A problem that I have seen growing for some time within the whole "purpose of sexuality debate" is the downplaying of the difference between male and female and the accenting of the differences in orientations. I don't care if same-sex attraction is completely innate—a position of which I am highly skeptical—the gender of a person is always more determinative of behavior. And behavior, as all men and women know, is what lands you in trouble as far as your relationship with God goes, whether or not there is a risk of pregnancy.

The old cynical line is that men use relationships to get sex and women use sex to get relationships. And although we as Christians want to rise above the wrongful use of others for whatever purpose and enter into a covenant of mutual self-giving, we can't deny the truth of the difference between the genders with regard to sexual urges.
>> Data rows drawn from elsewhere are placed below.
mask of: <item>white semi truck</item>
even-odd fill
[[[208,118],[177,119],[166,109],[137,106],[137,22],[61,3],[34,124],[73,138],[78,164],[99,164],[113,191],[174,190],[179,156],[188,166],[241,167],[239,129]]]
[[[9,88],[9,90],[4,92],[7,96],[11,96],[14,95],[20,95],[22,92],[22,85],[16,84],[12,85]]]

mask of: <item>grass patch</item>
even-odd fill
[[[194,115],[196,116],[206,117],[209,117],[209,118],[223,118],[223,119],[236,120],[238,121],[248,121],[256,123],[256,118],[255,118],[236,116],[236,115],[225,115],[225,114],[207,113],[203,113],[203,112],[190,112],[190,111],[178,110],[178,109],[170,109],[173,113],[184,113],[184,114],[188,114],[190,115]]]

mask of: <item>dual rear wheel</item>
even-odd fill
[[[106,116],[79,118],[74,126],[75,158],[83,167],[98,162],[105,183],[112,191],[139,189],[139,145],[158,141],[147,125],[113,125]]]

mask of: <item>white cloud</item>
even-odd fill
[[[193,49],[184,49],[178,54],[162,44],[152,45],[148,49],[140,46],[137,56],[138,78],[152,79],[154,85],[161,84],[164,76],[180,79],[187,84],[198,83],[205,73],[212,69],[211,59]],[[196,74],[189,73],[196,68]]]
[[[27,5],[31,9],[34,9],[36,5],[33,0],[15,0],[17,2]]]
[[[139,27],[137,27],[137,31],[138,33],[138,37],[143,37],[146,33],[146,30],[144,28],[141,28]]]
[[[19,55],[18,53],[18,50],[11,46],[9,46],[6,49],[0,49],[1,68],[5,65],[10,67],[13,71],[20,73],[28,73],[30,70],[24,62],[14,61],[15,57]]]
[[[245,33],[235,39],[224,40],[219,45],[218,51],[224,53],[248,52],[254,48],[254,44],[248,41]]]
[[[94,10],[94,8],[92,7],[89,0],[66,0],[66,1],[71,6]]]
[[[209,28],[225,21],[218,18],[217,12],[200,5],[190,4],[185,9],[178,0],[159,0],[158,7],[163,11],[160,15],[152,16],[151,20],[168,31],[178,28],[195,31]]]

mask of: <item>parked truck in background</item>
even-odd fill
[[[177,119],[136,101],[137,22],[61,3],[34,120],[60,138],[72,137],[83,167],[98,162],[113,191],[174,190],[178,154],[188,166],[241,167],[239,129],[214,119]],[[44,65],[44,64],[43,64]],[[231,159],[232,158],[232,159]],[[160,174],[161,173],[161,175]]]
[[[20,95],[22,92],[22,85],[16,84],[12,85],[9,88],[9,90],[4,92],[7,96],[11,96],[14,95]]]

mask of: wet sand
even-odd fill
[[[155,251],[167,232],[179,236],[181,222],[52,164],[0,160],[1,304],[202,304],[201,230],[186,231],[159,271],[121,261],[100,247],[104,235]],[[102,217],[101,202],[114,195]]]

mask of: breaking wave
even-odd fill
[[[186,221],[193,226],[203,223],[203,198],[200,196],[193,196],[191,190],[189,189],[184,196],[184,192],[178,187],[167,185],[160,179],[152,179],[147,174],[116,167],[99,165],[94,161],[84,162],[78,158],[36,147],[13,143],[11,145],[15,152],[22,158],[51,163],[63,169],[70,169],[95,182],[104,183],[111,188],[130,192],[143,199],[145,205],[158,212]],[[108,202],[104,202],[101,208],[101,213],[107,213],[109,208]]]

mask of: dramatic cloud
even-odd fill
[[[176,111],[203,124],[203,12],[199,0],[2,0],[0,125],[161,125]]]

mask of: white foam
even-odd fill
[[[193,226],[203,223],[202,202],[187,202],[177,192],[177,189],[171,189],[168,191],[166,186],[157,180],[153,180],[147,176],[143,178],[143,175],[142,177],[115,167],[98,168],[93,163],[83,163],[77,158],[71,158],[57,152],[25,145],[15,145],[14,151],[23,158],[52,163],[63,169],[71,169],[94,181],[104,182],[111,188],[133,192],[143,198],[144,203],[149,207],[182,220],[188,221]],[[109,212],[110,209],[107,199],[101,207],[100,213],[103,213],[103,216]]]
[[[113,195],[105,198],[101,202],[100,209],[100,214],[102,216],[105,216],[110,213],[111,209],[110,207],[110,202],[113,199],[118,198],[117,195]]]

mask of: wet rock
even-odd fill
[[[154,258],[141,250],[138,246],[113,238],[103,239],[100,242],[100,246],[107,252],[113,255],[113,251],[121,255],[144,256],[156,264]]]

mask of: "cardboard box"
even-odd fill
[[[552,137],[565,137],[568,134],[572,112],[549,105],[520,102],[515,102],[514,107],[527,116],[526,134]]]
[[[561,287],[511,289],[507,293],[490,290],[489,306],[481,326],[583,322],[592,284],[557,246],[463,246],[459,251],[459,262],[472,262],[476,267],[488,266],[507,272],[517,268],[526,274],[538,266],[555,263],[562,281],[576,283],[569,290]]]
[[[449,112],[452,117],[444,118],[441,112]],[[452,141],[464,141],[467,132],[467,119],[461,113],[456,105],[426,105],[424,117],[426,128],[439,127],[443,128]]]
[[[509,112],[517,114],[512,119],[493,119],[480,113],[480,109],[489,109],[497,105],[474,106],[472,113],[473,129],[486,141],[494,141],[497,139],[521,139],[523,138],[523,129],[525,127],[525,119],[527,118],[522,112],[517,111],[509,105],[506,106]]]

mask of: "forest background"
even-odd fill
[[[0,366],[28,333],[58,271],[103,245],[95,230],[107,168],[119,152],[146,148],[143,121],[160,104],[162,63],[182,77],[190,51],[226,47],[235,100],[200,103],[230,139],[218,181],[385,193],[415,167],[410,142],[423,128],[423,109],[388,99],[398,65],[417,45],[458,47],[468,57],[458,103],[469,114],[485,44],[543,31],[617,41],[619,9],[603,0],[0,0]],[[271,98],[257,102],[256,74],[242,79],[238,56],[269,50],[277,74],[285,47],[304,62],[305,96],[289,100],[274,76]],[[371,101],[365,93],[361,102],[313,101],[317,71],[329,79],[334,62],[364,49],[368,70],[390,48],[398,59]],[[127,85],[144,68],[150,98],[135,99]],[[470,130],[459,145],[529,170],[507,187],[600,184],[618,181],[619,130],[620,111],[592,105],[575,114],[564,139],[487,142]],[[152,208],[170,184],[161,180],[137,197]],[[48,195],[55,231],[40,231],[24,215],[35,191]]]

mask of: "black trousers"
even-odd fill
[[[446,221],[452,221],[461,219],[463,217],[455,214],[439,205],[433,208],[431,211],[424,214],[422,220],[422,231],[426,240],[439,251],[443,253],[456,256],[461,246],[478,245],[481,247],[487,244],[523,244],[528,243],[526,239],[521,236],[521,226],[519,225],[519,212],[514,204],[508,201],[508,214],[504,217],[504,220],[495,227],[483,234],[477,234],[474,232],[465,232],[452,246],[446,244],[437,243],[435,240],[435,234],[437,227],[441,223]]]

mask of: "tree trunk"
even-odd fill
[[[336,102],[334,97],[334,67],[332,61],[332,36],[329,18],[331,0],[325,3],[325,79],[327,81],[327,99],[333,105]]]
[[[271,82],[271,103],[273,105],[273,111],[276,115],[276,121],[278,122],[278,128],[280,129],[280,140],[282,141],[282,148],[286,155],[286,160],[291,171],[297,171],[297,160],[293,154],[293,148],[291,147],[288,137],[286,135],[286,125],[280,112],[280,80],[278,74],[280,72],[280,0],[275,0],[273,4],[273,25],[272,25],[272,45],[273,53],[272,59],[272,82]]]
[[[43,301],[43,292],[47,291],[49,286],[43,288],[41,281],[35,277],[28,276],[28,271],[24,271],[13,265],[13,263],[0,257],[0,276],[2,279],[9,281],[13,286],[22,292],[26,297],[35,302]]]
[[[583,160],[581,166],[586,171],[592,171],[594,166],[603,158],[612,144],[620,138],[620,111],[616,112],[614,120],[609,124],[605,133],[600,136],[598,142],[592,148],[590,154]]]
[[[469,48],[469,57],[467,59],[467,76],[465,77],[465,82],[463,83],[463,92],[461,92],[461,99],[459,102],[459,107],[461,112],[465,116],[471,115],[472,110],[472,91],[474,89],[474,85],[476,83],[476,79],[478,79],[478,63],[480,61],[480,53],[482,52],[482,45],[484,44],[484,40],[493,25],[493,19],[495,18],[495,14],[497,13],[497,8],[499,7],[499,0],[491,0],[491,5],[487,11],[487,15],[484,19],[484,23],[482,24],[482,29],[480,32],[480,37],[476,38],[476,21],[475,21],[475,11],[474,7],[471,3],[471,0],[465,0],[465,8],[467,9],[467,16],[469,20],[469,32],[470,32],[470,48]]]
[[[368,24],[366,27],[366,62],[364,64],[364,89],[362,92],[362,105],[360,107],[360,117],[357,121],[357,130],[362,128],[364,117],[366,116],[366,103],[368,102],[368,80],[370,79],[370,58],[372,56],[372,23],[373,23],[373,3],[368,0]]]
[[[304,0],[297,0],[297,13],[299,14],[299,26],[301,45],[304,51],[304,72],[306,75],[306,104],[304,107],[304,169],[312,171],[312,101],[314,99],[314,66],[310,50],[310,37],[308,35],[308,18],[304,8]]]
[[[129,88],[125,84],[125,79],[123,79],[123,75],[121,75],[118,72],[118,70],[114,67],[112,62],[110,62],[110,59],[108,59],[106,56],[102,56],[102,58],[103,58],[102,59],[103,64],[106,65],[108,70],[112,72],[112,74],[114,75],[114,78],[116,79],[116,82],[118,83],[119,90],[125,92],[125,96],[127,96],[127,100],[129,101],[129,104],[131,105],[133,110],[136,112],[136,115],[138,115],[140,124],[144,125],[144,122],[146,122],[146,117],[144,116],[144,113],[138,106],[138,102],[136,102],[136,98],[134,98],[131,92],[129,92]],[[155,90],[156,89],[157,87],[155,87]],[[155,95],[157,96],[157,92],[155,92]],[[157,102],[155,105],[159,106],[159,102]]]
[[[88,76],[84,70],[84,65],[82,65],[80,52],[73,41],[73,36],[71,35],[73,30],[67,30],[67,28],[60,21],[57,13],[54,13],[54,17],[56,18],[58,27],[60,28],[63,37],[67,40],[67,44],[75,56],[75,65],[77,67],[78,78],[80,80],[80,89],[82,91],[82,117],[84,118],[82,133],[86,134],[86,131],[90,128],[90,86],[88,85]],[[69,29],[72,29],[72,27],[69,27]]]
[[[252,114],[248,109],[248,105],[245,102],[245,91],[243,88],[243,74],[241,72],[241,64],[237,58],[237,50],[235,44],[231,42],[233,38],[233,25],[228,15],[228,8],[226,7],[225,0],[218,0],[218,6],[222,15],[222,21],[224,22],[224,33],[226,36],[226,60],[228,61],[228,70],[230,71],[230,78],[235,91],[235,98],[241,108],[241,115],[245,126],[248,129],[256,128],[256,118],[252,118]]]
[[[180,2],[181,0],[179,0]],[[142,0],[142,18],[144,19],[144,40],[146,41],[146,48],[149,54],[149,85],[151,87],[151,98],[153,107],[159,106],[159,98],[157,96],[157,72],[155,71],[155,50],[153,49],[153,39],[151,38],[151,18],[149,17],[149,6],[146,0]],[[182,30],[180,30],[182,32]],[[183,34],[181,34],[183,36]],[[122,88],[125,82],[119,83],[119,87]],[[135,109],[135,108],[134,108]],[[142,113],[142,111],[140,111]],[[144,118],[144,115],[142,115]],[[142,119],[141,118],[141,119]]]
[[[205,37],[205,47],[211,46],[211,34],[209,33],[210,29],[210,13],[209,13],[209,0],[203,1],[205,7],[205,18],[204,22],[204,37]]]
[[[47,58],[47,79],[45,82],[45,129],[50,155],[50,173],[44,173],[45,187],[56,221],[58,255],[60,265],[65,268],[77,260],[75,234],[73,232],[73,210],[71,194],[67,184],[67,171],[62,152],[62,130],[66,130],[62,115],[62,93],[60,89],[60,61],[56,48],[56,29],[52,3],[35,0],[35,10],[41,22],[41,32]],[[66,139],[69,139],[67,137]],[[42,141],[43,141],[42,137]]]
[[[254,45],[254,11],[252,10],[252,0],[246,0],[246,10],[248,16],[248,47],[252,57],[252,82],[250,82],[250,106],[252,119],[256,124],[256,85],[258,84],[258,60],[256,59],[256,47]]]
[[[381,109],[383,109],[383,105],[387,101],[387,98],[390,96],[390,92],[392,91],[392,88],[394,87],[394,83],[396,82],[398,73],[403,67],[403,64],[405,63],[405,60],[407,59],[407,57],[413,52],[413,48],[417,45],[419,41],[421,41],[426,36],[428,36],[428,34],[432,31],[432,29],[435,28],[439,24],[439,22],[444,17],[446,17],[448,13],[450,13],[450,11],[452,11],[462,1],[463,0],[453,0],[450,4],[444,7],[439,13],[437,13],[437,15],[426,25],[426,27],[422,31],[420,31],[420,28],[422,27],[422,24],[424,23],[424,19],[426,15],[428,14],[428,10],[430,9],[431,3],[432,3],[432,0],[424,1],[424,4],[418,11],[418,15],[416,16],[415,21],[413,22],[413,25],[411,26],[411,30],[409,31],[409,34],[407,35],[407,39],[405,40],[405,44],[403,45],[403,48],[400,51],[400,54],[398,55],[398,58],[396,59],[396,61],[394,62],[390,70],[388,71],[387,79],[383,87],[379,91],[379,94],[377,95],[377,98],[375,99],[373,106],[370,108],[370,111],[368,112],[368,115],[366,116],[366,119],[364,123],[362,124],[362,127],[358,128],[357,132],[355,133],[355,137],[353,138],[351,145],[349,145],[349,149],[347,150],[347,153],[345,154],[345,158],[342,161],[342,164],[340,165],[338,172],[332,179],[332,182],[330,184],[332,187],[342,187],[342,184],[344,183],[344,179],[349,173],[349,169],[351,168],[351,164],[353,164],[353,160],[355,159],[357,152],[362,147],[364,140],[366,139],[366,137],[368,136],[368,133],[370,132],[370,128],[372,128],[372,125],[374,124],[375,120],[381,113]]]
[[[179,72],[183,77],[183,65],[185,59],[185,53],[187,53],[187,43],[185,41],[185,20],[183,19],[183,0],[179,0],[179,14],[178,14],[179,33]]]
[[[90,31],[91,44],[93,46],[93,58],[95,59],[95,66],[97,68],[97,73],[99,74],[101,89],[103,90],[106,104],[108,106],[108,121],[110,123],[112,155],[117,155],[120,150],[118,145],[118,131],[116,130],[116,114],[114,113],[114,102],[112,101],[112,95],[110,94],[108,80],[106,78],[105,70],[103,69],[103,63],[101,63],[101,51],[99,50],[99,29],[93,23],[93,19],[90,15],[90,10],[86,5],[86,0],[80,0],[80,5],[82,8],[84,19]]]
There is a mistaken belief out having to do with gay men, that they can most easily be compared to women. Unfortunately this seems to lead people to forget that their bodies are still male and they have the same fundamental hormones that heterosexuals do.

Perhaps on the surface gay men exhibit feminine traits to attract other men. But having had some experience being around them, they remind me more of men who have not learned to control their male urges, and maybe they would rather not learn. Hence they form sexual relationships with other men so they don't have to.

I'm sure this observation is very offensive to some homosexuals, but the same observation about sexual immaturity and irresponsibility can be made about other men in general. Sports teams, for example; remember the Duke LaCrosse team? In my hometown, the few gang-rape scandals had to do with drunk girls and the HS football team.

But going back to male effeminacy—are gay men really more like women, or are they simulating secondary characteristics? Can we all acknowledge that they are not trying to be more like women in the sex drive department? For example, one gay guy I knew in Pittsburgh wanted to fix me up with his female cousin whom, he assured me, had enormous breasts. I seriously never heard any other human talk about his own relative this way. But it cannot be doubted that this is men's locker room talk, not women's.

Andy Warhol made close study of men who worked extremely hard to look like women consciously, i.e., drag queens. He made these astute observations in his book The Philosophy of Andy Warhol. Excerpt:

Among other things, drag queens are living testimony to the way women used to want to be, the way some people still want them to be, and the way some women still actually want to be. Drags are ambulatory archives of ideal moviestar womanhood. They perform a documentary service, usually consecrating their lives to keeping the glittering alternative alive and available for (not-too-close) inspection.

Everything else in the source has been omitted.